Un soir, alors qu’il finit son quart de travail, M. Moïse prend sa voiture en direction de chez lui et sent que le véhicule branle. En pleine heure de pointe, il fait du pare-chocs à pare-chocs jusqu’à ce qu’à une plus grande vitesse, il sente que la voiture va déraper. Il se range sur l’accotement de l’autoroute afin de vérifier ses roues. C’est alors qu’il se rend compte que ses roues avant ne tiennent qu’à un filetage.
Muselage
M. Moïse croit à un sabotage depuis son lieu de travail et en parle à son superviseur le lendemain. Ce dernier minimise l’acte en lui disant qu’il «n’est pas le seul à qui ces choses-là arrivent. C’est la culture de la Ville et si tu veux travailler longtemps ici, il va falloir que tu t’y adaptes».
De plus, selon ses dires, le superviseur en question lui demande fortement de ne pas en faire mention à qui que ce soit et d’agir comme si rien ne s’était produit. «C’est ainsi que tu te ferais oublier et que les employés finiraient par vous accepter», aurait-il ajouté.
Il faut noter que, quelques jours auparavant, sur un babillard de sa section, son adresse personnelle, ainsi que des images de singes et des photos de ses enfants, entre autres, ont été affichées et que des collègues riaient devant lui de cela.
Peur de se faire attaquer chez lui
N’ayant pas reçu l’écoute et le soutien nécessaires au travail, dans le but de protéger sa famille, Carl Moïse est allé voir la police de Saint-Eustache, où il habitait, pour demander plus de protection.
À cette période-là, j’avais du mal à dormir, car je craignais de me faire un jour attaquer par des employés ou par des personnes envoyées par le syndicat. À cette époque-là, de fortes rumeurs couraient à l’effet que c’était la façon dont les employés syndiqués réglaient leur compte.
Extrait de la plainte de Carl Moïse au SPVM
«Il y a un gestionnaire qui était là et qui m’avait déconseillé d’en parler.

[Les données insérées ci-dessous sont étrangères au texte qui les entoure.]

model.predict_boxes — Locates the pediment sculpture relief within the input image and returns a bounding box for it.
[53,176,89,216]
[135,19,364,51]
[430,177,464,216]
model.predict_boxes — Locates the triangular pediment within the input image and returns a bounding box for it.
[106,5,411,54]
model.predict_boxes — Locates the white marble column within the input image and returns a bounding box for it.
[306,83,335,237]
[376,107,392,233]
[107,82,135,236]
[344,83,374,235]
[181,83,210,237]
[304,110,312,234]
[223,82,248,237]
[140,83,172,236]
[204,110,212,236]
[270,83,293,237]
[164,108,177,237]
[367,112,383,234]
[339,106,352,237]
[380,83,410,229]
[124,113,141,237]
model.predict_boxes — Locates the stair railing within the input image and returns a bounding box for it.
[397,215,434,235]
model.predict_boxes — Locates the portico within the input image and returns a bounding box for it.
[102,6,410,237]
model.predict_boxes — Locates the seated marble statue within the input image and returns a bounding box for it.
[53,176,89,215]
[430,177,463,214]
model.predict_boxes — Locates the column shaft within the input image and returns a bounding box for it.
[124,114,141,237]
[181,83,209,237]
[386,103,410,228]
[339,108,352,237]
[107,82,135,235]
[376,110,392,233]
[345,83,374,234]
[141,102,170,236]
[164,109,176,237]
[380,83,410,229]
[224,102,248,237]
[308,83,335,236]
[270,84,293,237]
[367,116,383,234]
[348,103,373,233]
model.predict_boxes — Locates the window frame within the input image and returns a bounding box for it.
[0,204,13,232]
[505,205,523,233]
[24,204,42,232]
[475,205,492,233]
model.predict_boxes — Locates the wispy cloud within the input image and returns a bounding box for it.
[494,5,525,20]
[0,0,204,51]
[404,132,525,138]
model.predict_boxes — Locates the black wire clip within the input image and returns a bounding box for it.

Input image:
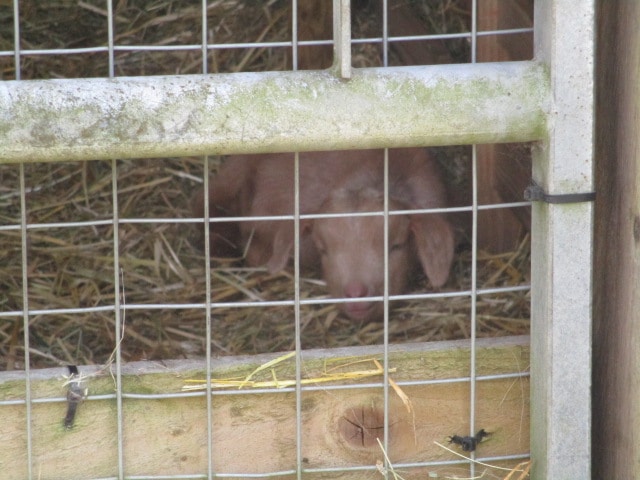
[63,365,89,430]
[524,183,596,203]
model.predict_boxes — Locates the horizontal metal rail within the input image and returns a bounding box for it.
[0,62,550,163]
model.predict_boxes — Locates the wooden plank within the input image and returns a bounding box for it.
[592,1,640,478]
[0,337,529,480]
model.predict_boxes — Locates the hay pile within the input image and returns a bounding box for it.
[0,0,529,369]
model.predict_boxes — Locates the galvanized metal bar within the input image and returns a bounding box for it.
[333,0,351,79]
[0,62,549,162]
[531,0,594,479]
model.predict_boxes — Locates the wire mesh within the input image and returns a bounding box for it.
[0,0,531,478]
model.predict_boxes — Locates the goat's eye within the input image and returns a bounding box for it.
[316,243,327,257]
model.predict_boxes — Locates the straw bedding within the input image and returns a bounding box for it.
[0,0,530,369]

J’estime que l’organisation n’a pas pris ses responsabilités», dénonce M. Moïse. Outre la Ville, il dit détenir cinq noms d’anciens collègues qui sont aujourd’hui soit retraités, soit toujours à l’emploi de la Ville qu’il va pouvoir soumettre à l’enquêteur au dossier.
«Il a donné un nom à la police, indique Alain Babineau de la Coalition rouge. Il y a quelqu’un qui sait quelque chose.» M. Babineau ajoute par ailleurs qu’il «regarde comment [la plainte] pourrait être fait[e] au niveau civil».

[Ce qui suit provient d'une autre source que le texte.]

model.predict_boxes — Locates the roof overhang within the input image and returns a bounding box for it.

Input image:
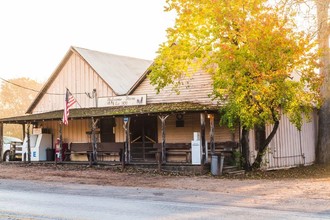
[0,102,219,124]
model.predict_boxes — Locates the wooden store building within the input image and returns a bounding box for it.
[0,47,316,169]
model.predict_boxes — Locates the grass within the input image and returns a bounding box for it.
[238,164,330,179]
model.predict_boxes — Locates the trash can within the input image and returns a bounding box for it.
[46,148,55,161]
[211,155,219,176]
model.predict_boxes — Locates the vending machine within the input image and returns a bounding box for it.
[22,134,52,161]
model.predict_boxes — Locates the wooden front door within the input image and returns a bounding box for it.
[130,116,157,161]
[100,118,116,142]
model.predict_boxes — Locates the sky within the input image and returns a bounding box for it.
[0,0,175,82]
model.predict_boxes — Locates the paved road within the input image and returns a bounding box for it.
[0,180,330,220]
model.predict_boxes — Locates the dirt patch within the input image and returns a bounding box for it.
[0,163,330,213]
[0,163,330,191]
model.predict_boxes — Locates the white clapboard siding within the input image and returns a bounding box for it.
[250,113,317,169]
[133,71,216,104]
[32,52,115,114]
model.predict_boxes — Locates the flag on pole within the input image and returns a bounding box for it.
[63,89,77,125]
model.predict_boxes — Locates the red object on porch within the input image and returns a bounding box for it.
[55,143,69,161]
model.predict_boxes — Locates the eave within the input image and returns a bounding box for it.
[0,102,219,124]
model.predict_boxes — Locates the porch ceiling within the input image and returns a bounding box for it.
[0,102,219,124]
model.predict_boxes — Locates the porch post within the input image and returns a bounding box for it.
[26,123,31,163]
[158,115,169,163]
[0,123,3,161]
[208,114,215,155]
[90,117,99,163]
[55,120,63,164]
[200,112,207,164]
[22,124,25,141]
[122,117,131,165]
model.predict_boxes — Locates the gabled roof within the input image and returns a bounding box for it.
[73,47,152,95]
[26,47,153,113]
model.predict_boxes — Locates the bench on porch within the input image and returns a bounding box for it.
[64,143,92,161]
[65,142,124,161]
[91,142,125,162]
[154,143,191,163]
[208,141,239,164]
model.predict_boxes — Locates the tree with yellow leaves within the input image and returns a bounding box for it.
[149,0,322,169]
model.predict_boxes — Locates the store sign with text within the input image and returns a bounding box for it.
[98,95,147,107]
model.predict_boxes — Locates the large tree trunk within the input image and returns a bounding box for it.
[315,0,330,163]
[252,121,280,169]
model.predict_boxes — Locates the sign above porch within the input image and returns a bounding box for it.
[98,95,147,107]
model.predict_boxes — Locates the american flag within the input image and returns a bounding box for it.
[63,89,77,125]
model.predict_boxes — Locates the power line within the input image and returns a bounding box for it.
[0,77,86,95]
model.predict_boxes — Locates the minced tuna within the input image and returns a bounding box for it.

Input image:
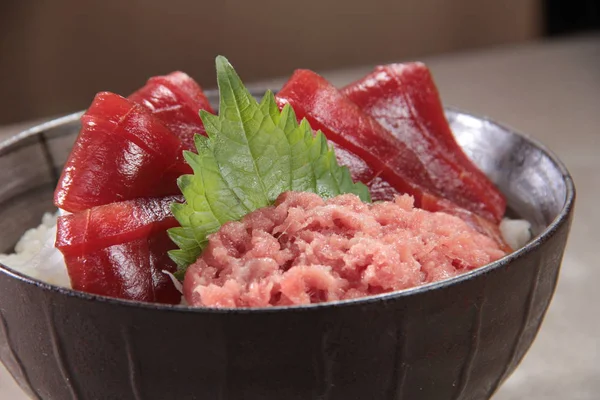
[184,192,504,307]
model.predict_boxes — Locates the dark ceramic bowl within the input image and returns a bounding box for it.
[0,93,575,400]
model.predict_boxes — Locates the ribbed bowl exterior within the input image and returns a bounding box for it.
[0,101,575,400]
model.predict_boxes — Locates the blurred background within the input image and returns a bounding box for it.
[0,0,600,125]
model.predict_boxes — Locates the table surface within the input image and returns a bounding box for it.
[0,35,600,400]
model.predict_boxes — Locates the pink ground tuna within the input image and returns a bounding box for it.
[184,192,504,307]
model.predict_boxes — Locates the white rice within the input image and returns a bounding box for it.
[0,212,532,291]
[0,212,71,288]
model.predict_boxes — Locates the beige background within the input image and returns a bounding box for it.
[0,0,541,124]
[0,30,600,400]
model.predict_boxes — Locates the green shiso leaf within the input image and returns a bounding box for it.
[169,56,370,278]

Ne pas pouvoir parler de ce qu’on subit
Ce cas en particulier a duré trois ans, jusqu’à ce que Carl Moïse soit transféré à la section Environnement en 2009. Après, il y a eu une période de tranquillité pour lui. Mais entre 2016 et 2020, année de cessation de son emploi à la Ville, Carl Moïse a encore vécu l’enfer, pour d’autres raisons cette fois. Mais, en raison d’une entente de confidentialité que la Ville lui a fait signer, il ne peut pas en parler publiquement.
«La Ville m’a envoyé, il y a huit mois, une lettre pour me rappeler l’entente de confidentialité et, si je ne la respectais pas, qu’ils allaient intenter des poursuites contre moi, ce qui montre qu’il y a anguille sous roche», souligne-t-il.